If our graph is very large there may be a lot of possible new links. As such it may take a very long time to run the predictions. It may therefore be a more viable option to use a search strategy that only looks at a subset of all possible new links.

To avoid possibly having to run for a very long time considering all possible new links, we can use the approximate search strategy.

CALL gds.beta.pipeline.linkPrediction.predict.mutate('myGraph', {
  modelName: 'lp-pipeline-model',
  relationshipTypes: ['KNOWS'],
  mutateRelationshipType: 'KNOWS_APPROX_PREDICTED',
  sampleRate: 0.5,
  topK: 1,
  randomJoins: 2,
  maxIterations: 3,
  // necessary for deterministic results
  concurrency: 1,
  randomSeed: 42
})
 YIELD relationshipsWritten, samplingStats

In order to use the approximate strategy we make sure to set the sampleRate explicitly to a value < 1.0. For this small example, we limit the search by setting the maxIterations to 3 and randomJoins to 2 . Also, we set topK = 1 to get one predicted link for each node.

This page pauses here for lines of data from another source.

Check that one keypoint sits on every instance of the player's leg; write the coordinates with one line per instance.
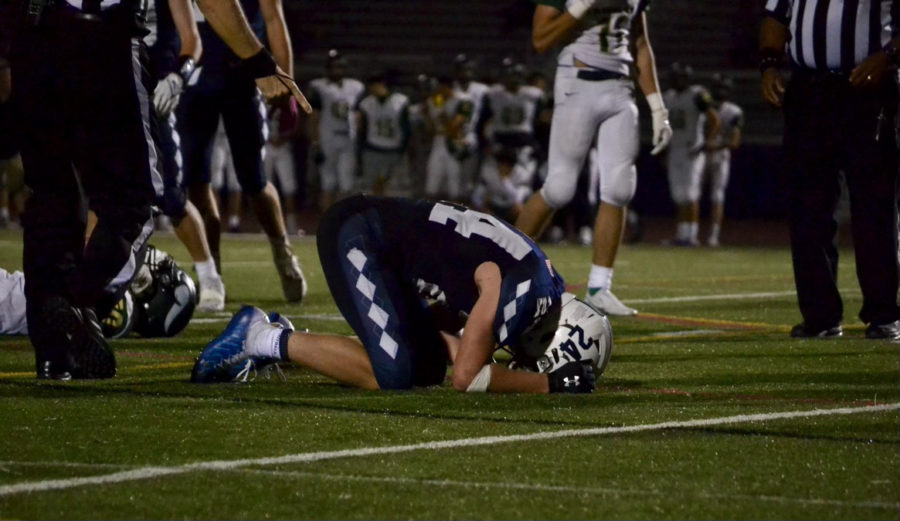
(719, 170)
(12, 303)
(346, 168)
(287, 180)
(572, 132)
(617, 147)
(198, 118)
(244, 116)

Because we are using the UNDIRECTED orientation, we will write twice as many relationships to the in-memory graph.

Table 10. Results
relationshipsWritten samplingStats

16

{didConverge=true, linksConsidered=56, ranIterations=3, strategy="approximate"}

As we can see in the samplingStats, we use the approximate search strategy and check 56 possible links during the prediction. Though in this small example we actually consider more links that in the exhaustive case, this will typically not be the case for larger graphs. Since the relationships we write are undirected, reported relationshipsWritten is 16 when we search for the best (topK = 1) prediction for each node.

In Training with context filters, we trained another model lp-pipeline-model-filtered on fullGraph which uses context City nodes and context LIVES and BORN relationships.

We can leverage this model in prediction, optionally overriding node label or relationship type filter configuration in prediction. In this case we do not, and instead inherit the filtering configuration from the train configuration of the lp-pipeline-model-filtering model. In other words, we predict Person-KNOWS-Person relationships, additionally using City nodes and LIVES and BORN relationships for the node property steps.

CALL gds.beta.pipeline.linkPrediction.predict.stream('fullGraph', {
  modelName: 'lp-pipeline-model-filtered',
  topN: 5,
  threshold: 0.5
})
 YIELD node1, node2, probability
 RETURN gds.util.asNode(node1).name AS person1, gds.util.asNode(node2).name AS person2, probability
 ORDER BY probability DESC, person1

We specify threshold to include only predictions with probability greater than 50%, and topN to further limit output to the top 5 relationships. As the default samplingRate is 1, we use the exhaustive-search.

Table 11. Results
person1 person2 probability

"Alice"

"Chris"

0.7174928596

"Mark"

"Chris"

0.6573294858

"Mark"

"Alice"

0.5617915136

"Alice"

"Karin"

0.54489345

"Alice"

"Greg"

0.5364068805

We can see that our model predicts the same top 5 links as it did with the unfiltered model lp-pipeline-model. However, the probabilities vary slightly, due to the additional context information used in training and prediction.